そんな会話をしながら、私達は一緒にお茶をして。



「アリスがそうやって人形作ってるの見るの、好きだぜ」
「あら、ありがと。私も魔理沙が研究してる姿を見るの、好きよ」



そんな事言いあいながら、一緒に研究して。



「アリスの作るごはん、大好きだぜ」
「あら、ありがと。私も魔理沙の作るごはん、好きよ」



そんな事を言いながら、一緒に食事を摂る。





好き。スキ。

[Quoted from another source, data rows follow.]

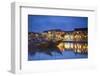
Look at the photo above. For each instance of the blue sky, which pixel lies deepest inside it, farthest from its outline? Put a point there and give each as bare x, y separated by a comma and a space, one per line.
40, 23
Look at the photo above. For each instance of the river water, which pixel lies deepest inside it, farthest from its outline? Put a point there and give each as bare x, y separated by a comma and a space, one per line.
71, 51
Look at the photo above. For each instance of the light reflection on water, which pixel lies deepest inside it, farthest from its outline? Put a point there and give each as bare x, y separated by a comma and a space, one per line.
71, 50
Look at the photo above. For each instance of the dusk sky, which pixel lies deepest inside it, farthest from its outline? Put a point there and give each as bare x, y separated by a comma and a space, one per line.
40, 23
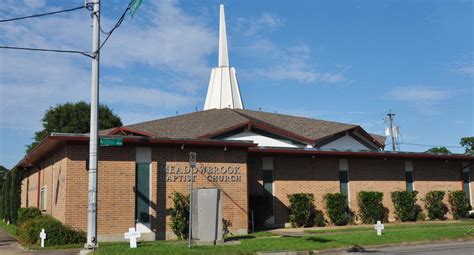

すき。





いっぱい言っても、本当の『好き』は伝わらなくて。





ふと、横に座るアリスの横顔を眺める。



その顔は、綺麗で、可愛くて。




「なあ、アリス」



そんな合図で、アリスはこちらに振り向いて。



なあに?と、首をかしげて微笑むその顔に、思わず。





「好きだぜ」





あ、と気づいた時にはもうすでに。

ただの本音が、ぽろりと零れていた。



「……ええ、私も好きよ」



そう、アリスが答えて。





刹那、私達の顔は茹蛸みたいに赤く染まった。



言葉遊びはもうおしまい。



私はやっと、境界線の内側へと一歩を踏み出した。



彼女のスキは、どんなスキ?










********************












『すき、スキ、好き』




ずっとずっと、言えなかった『好き』の言葉。

ずっとずっと、言えなかったその言葉は、思いがけず零れた言葉で。



真っ赤に染まったあなたの顔が、どうしようもなく嬉しい。
真っ赤に染まった自分の顔が、どうしようもなく熱い。



「い、今までずっと友達としてって言ってたじゃないか!」
「ま、魔理沙だってずっと本気で言ってくれたことなかったでしょ?!」



そんなことを言いあって、睨み合って。

しばらくそうしてるうちに、なにか可笑しくなって。



二人同時に、吹き出した。



涙が出るほど可笑しくて。
涙が出るほど、嬉しくて。



ああ、もう。

なんて無駄な考えを巡らしていたのだろうか。



言ってしまえば、こんなにも簡単な事だったのに。



時間を無駄になんて、もう使えない。



「なあ、アリス。スキの反対、知ってるか?」



え?と首をかしげるアリスに、にやりとほくそ笑む。



今度の答えは、簡単。



「スキの反対は──」



そんな言葉と同時に、ズイっと顔を近づけて。

油断しきった隙だらけのアリスの唇を、奪う。



「──キス、だろ?」



してやったりとニカリと笑えば、彼女はあっけにとられた様に放心していた。



これから先、いくつもの境界線が私達には待っているのだろう。


その度に、いくつもいくつも、それを越えて。



きっといつか、あなたに伝えよう。



私はあなたと一緒にいられることが幸せなんだ、って。